Object-based Dependencies¶
The principle of object-based dependencies simplifies dependency management through physical objects instead of physical jobs that load or transform our objects. Managing spider webs of dependencies is time-consuming and often confusing. Controlling the timing of data loads, file lands, and more can at times be some of the most time-consuming work.
The Scenario¶
Let's imagine we have six jobs that load data into our data warehouse. The table below describes each job in our data warehouse:
| Job | Source | Target |
|---|---|---|
| load customer.csv to staging.customer | customer.csv | staging.customer |
| load account.csv to staging.account | account.csv | staging.account |
| load sales.csv to staging.sales | sales.csv | staging.sales |
| load staging.customer to dim.customer | staging.customer | dim.customer |
| load staging.account to dim.account | staging.account | dim.account |
| load fact.sales | staging.customer | fact.sales |
| staging.sales | fact.sales |
From what we can see in the above table, we have three layers of the data warehouse to load. We can easily group these jobs to form three batches.
These three batches would then be orchestrated within an orchestration tool such as Apache Airflow or Control-M whereby Load Files would run first, followed by Load Dimensions, and then finally Load Fact.
The Problems¶
Two central problems present themselves with the above scenario, the first is around failures or non-starts, and the second is related to the maintenance effort relating to orchestration.
Failures or Non-Starts¶
Imagine our batches run, but the job load staging.account to dim.account fails during execution. Because our orchestration is sequential and based on the Load Dimensions batch, Load Fact is never executed even though the target fact.sales is not dependant on the dim.account object.
This same scenario can occur if one of the files say customer.csv never arrives and the job load customer.csv to staging.customer fails.
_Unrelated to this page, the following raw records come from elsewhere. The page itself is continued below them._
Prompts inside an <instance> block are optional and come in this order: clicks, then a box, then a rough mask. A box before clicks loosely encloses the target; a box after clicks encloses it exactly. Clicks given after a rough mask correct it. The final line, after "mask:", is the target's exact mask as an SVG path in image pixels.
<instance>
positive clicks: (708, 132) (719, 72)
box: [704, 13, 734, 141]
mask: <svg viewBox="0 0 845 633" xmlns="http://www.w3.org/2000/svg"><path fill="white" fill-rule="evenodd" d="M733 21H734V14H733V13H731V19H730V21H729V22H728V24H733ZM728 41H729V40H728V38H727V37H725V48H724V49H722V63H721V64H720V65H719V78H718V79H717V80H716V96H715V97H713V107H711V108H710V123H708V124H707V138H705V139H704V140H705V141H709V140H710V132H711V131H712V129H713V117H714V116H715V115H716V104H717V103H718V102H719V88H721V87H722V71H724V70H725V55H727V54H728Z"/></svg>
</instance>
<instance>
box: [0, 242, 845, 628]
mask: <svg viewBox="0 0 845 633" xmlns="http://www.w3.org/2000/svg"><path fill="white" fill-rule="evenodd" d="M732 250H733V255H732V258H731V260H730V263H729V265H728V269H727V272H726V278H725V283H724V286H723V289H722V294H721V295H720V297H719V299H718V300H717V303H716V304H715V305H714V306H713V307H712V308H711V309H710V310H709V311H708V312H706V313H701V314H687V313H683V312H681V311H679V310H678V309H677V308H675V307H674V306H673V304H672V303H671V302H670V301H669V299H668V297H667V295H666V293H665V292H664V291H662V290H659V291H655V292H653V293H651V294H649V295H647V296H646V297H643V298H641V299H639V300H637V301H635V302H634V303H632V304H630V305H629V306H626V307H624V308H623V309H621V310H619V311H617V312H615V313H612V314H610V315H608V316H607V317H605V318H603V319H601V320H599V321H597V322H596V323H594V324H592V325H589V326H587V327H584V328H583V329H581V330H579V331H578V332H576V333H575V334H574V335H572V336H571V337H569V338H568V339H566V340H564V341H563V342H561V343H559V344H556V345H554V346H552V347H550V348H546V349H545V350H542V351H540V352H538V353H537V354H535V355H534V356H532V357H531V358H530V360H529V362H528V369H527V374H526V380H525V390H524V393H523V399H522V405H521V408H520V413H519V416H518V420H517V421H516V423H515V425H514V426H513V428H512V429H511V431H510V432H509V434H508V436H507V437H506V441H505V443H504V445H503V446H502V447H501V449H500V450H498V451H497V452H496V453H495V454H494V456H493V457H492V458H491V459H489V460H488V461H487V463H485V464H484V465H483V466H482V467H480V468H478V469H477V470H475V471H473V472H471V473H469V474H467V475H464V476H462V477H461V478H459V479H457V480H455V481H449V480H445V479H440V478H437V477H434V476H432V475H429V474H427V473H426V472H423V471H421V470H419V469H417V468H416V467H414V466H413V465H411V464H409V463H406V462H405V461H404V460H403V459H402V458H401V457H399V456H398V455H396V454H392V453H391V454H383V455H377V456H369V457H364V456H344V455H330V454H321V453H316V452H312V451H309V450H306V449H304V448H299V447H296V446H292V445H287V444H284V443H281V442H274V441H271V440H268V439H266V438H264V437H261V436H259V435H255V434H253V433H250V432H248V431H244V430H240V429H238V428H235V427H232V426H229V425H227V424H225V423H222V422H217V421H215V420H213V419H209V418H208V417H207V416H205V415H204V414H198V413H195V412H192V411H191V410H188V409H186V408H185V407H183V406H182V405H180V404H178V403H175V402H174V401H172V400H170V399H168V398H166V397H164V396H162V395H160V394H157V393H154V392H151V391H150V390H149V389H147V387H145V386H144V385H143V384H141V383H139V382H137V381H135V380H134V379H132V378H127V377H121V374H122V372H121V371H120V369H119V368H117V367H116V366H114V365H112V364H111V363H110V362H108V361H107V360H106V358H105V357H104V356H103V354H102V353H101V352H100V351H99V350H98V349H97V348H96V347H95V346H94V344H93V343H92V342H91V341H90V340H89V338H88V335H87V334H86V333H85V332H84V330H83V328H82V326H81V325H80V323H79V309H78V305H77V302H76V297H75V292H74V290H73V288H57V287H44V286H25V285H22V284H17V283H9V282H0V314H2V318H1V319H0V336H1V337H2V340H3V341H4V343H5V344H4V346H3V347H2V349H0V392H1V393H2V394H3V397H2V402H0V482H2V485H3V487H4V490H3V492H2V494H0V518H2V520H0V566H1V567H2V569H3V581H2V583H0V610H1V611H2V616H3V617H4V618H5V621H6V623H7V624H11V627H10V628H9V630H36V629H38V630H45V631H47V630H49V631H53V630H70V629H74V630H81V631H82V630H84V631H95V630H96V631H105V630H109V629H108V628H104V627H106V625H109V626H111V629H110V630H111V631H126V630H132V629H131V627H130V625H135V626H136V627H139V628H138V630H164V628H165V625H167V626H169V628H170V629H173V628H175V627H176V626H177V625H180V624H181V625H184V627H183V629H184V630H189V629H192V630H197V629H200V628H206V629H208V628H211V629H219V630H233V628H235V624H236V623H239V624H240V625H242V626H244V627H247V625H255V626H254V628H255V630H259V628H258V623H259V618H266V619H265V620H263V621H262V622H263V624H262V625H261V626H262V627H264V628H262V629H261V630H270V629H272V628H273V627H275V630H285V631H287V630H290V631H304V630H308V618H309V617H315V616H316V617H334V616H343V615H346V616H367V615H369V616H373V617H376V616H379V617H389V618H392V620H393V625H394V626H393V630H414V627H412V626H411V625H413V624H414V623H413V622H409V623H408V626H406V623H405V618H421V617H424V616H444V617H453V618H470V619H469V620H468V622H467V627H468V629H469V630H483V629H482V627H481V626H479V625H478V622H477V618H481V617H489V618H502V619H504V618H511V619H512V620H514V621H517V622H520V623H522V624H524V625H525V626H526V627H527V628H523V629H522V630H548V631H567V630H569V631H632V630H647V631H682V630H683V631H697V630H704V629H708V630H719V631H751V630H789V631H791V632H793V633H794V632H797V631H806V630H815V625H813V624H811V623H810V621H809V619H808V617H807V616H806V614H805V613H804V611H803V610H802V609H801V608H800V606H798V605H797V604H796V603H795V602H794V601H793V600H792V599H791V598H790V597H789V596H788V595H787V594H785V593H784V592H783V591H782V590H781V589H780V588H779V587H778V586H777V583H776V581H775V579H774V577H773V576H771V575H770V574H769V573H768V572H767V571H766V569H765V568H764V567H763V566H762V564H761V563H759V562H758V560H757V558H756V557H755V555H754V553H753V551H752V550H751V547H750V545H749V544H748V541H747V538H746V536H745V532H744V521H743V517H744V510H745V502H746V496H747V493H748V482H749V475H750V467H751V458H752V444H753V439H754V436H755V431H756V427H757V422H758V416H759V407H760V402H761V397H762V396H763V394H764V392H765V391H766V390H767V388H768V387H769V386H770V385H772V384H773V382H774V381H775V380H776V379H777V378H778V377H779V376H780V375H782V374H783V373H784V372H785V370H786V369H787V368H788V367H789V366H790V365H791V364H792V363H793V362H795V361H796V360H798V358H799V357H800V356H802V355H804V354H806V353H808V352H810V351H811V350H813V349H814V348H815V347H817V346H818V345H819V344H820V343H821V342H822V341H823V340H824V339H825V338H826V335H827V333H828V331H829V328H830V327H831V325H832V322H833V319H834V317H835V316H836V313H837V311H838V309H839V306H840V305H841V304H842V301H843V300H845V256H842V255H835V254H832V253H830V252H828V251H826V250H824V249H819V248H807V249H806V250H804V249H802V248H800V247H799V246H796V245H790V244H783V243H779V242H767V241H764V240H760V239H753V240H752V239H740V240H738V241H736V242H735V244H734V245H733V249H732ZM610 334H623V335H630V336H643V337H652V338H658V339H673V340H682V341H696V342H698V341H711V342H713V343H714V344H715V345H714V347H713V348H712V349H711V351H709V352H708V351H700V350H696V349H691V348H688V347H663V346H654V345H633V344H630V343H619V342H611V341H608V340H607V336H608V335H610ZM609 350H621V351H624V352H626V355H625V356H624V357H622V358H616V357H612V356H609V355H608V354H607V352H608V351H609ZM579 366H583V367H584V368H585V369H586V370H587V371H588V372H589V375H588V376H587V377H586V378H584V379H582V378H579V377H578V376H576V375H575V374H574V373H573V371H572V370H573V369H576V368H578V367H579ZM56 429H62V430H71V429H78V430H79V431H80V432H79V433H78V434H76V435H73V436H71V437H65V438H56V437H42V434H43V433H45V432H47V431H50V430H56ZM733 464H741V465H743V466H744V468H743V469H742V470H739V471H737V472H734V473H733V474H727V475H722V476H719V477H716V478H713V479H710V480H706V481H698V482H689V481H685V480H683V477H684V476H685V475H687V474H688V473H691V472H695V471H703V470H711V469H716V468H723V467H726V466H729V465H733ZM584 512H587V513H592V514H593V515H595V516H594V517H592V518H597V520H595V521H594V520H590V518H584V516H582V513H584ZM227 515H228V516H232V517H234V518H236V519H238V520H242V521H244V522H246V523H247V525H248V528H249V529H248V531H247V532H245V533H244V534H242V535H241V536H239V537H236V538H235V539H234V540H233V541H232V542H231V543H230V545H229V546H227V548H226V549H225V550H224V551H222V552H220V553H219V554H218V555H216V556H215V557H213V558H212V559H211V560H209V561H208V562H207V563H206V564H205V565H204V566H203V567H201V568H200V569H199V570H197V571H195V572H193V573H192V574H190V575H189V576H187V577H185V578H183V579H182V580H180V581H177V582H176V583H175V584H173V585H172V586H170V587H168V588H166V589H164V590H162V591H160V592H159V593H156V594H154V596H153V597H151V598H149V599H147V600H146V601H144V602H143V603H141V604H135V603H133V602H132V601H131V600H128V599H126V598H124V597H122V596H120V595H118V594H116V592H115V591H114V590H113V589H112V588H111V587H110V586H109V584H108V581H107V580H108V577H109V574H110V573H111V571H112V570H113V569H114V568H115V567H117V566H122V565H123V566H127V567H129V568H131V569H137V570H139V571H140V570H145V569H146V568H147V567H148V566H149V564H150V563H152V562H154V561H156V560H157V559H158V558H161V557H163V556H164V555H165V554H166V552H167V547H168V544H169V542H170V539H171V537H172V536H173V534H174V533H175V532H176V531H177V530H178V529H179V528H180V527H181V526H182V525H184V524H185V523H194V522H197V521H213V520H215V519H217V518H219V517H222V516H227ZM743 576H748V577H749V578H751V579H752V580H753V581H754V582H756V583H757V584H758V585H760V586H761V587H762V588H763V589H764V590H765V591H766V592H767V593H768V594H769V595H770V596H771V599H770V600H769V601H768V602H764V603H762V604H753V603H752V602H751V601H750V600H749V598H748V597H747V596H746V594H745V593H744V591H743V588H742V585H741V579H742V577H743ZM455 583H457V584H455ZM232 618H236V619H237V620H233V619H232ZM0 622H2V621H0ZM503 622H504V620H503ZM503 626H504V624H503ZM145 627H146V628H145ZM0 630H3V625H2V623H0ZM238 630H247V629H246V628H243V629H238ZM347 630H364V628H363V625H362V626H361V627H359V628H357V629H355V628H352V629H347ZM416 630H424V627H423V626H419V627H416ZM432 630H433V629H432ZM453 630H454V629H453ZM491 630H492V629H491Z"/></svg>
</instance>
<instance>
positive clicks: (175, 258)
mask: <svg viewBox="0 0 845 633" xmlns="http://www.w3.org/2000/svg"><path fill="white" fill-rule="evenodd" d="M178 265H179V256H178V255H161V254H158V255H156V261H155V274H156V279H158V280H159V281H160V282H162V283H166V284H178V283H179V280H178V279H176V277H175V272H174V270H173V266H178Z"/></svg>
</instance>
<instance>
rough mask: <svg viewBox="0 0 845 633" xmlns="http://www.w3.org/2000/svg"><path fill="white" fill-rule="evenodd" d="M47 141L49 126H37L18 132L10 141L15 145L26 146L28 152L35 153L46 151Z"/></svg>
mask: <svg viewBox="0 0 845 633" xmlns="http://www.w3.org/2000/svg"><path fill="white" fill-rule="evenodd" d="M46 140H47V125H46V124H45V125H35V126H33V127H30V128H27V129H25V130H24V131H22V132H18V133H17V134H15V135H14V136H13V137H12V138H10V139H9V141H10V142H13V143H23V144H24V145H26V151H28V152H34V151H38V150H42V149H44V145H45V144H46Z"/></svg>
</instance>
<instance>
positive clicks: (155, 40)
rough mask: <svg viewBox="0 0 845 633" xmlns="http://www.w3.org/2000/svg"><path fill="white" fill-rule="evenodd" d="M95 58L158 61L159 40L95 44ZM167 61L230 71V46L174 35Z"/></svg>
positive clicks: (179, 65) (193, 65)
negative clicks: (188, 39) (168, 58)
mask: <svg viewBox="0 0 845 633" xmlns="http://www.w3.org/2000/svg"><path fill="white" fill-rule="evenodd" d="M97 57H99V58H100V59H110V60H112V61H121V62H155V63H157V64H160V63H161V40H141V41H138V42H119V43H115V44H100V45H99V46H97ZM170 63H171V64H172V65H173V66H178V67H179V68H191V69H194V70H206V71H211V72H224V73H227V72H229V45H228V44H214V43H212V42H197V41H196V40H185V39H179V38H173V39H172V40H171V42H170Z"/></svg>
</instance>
The remaining batches and jobs are never executed, even though some of them could without any impact on the data warehouse.
Maintenance¶
Maintenance tasks are time-consuming and tedious. Ensuring correct orchestration of batches and jobs can be very dull and can lead to large spider webs that are hard to read and even harder to maintain.
The Solution¶
Echelon resolves the above problems by orchestrating jobs based on their source and target object dependencies instead of logical grouping (batches).
Users no longer need to maintain orchestrations between jobs as these will now be specified within Echelon itself. To make this work, we need to implement the following:
-
Each job should be related to at least one source and one target entity via the
job_entity_reltable. -
Each job entity relationship should be classified as either required or not required using the
requiredfield in thejob_entity_reltable. This specifies whether the source entity is necessary to have updated data for the job to run. -
Each job should have its dependency logic set to either
andororvia thedependency_logicfield in thejobtable. This specifies whether either all or one of the required source entities needs to have updated data for the job to run.
Based on the above solution, Echelon will be able to return the jobs that can be executed at any point in time. metacli read:job:run command has been introduced to provide a list of jobs that can be executed.
Relating to the above, our automatic orchestration will now look like the below:
And in case of a failure similar to the one demonstrated above, the remaining unaffected jobs can continue to execute, ensuring as much data is delivered to the business user as possible.